Le jour-même du scrutin, l’équipe d’Ahamada Haribou affirmait également que des soutiens du maire avaientincité des jeunes à aller voter contre des promesses d’embauche ou de l’argent. Si le rapporteur public estime que ces promesses et les achats de voix “ne sont pas établis”, les deux camps ont continué de s’accuser mutuellement à l’audience. Maître Elyssa Laurent, qui défend le candidat “valeureux et non malheureux” selon ses termes et n’a pas souhaité réagir à l’issue de l’audience, fait état de pressions contre les témoins qui les ont poussés à se rétracter. Particulièrement offensive, celle-ci a accusé le maire d’avoir fait “une élection à sa sauce” grâce à “un cumul d’irrégularités”. De son côté, Ambdilwahedou Soumaïla, reconnaissant être moins à l’aise à la barre qu’en tribune (son avocat était absent), considère au contraire qu’il s’agissait “de faux témoignages pour discréditer le résultat des urnes”.
Les deux se sont opposés également sur la présence des agents de police à l’entrée des bureaux de vote. Si là aussi, le rapporteur public n’a pas trouvé que c’était “inapproprié”, l’avocate a répliqué en indiquant qu’avoir “des agents de police armés dans les bureaux, ça ne s’est jamais vu”. Alors que pour celui qui est devenu président de l’Association des maires de Mayotte (AMM), au contraire, l’organisation du scrutin du 15 mars était “similaire à ce qui se faisait avant”.
Le bandeau de la discorde

C’est sans doute l’élément qui porte le plus grand préjudice à l’équipe élue. Le jour de l’élection, un bandeau jaune figurait sur le bulletin de la liste “Réussir ensemble”. Un détail de couleur qui “méconnaît l’article R30 du code électoral”, comme le souligne le rapporteur public. Celui stipule que “les bulletins doivent être imprimés en une seule couleur sur papier blanc”. Admettant que c’était l’élément “le plus délicat à apprécier”, le rapporteur a rappelé que la commission de propagande n’avait rien dit le jour-J (tandis que celle-ci n’avait reçu qu’une copie en noir et blanc avant l’élection).
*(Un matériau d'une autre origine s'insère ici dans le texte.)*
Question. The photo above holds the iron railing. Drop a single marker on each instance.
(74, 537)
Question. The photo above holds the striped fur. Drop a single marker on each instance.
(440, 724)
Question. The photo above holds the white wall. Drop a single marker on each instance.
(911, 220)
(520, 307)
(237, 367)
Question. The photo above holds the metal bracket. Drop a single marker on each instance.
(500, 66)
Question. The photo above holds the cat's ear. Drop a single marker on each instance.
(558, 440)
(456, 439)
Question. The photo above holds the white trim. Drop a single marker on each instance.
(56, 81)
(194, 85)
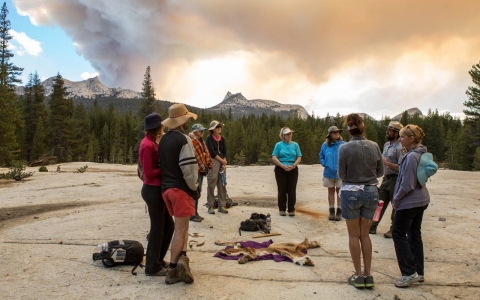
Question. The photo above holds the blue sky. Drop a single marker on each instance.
(47, 50)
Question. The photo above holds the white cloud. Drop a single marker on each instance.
(25, 44)
(87, 75)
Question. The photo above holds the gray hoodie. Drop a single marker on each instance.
(408, 192)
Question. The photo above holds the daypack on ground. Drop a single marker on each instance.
(255, 223)
(121, 252)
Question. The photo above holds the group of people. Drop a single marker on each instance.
(350, 172)
(174, 165)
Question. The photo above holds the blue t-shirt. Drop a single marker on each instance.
(287, 153)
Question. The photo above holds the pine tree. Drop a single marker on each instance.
(9, 116)
(34, 109)
(472, 112)
(38, 143)
(61, 122)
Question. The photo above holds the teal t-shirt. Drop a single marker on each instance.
(287, 153)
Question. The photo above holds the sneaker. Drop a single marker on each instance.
(368, 281)
(331, 215)
(338, 215)
(162, 272)
(388, 234)
(357, 281)
(181, 273)
(407, 280)
(223, 210)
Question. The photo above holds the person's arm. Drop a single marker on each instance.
(342, 164)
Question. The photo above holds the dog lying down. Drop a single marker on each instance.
(294, 251)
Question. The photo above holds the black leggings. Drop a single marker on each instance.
(161, 228)
(287, 185)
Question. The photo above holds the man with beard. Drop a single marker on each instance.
(392, 156)
(179, 187)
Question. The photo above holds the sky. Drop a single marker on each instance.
(330, 56)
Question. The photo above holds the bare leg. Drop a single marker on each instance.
(353, 227)
(366, 245)
(331, 197)
(180, 238)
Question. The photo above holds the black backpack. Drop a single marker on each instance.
(121, 252)
(255, 223)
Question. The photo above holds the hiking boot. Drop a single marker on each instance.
(388, 234)
(338, 215)
(223, 210)
(357, 281)
(368, 281)
(162, 272)
(407, 280)
(181, 273)
(331, 215)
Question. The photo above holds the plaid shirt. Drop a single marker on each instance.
(202, 155)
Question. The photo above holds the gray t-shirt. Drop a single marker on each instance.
(360, 162)
(393, 153)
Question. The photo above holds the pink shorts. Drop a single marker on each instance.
(179, 203)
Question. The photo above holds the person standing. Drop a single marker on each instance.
(392, 157)
(329, 160)
(179, 187)
(161, 223)
(204, 162)
(286, 156)
(218, 151)
(410, 200)
(359, 166)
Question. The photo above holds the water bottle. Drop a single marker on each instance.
(378, 211)
(268, 222)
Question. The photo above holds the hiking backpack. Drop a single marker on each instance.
(121, 252)
(255, 223)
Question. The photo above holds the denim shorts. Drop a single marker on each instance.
(357, 204)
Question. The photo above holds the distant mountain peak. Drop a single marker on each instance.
(240, 105)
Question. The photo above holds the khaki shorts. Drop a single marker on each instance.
(332, 182)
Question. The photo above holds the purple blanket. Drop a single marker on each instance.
(255, 245)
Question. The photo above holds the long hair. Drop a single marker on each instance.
(354, 124)
(329, 140)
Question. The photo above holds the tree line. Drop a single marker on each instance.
(33, 126)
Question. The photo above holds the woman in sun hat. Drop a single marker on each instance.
(329, 160)
(286, 156)
(359, 165)
(161, 223)
(410, 200)
(218, 151)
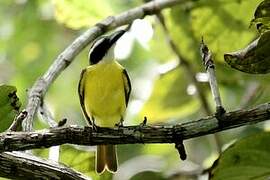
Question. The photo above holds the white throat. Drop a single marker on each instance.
(109, 56)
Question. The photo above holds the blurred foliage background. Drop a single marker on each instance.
(34, 32)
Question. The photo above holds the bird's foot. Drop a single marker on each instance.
(119, 125)
(219, 112)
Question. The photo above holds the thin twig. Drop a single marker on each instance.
(183, 62)
(14, 141)
(19, 165)
(46, 114)
(66, 57)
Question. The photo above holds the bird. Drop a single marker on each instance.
(104, 90)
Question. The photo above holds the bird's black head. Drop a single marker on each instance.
(102, 45)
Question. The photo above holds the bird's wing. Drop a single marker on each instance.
(81, 95)
(127, 85)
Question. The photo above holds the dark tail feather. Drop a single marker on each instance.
(111, 158)
(106, 158)
(100, 159)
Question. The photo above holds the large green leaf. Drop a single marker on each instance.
(255, 58)
(262, 16)
(223, 29)
(84, 13)
(246, 159)
(9, 106)
(169, 98)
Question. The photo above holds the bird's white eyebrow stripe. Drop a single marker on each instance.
(95, 44)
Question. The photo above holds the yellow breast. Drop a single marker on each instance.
(104, 93)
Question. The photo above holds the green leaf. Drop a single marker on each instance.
(81, 159)
(169, 98)
(84, 13)
(254, 59)
(9, 105)
(247, 159)
(262, 16)
(216, 21)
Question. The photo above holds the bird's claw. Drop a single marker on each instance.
(219, 112)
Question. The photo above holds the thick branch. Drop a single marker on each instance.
(10, 141)
(18, 165)
(66, 57)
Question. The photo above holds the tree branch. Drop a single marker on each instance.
(66, 57)
(18, 165)
(14, 141)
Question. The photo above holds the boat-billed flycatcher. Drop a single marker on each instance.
(104, 90)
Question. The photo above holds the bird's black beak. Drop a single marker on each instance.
(115, 36)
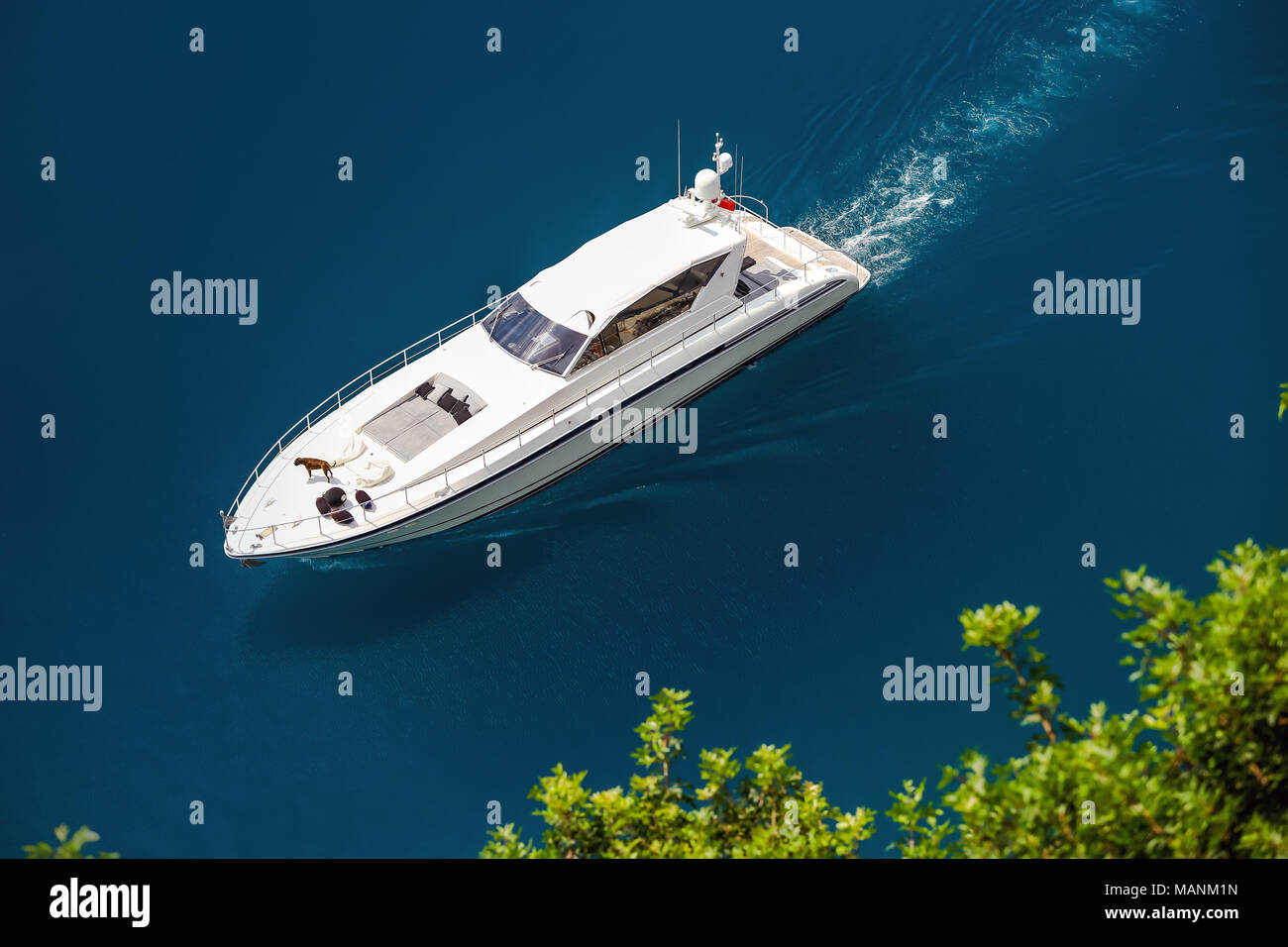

Les deux camps ont eu, là aussi, maille à partir. Pour maître Elyssa Laurent, l’équipe du maire n’a pas donné de “clarifications sur au moins trois sujets, dont celui des bulletins”. Malgré cette histoire de couleurs, Hassani Kambi Ousseni, le directeur de campagne, se montre peu inquiet. “Il a déjà été attaqué en référé par un adversaire (ndlr, Christophe Youssouffa, arrivé septième avec 1,64% des suffrages exprimés). Le tribunal administratif avait rendu sa décision en validant le bulletin”, fait-il valoir.
Confiant après avoir écouté le rapporteur public, il saura la semaine prochaine s’il doit ou non repartir en campagne pour Ambdilwahedou Soumaïla.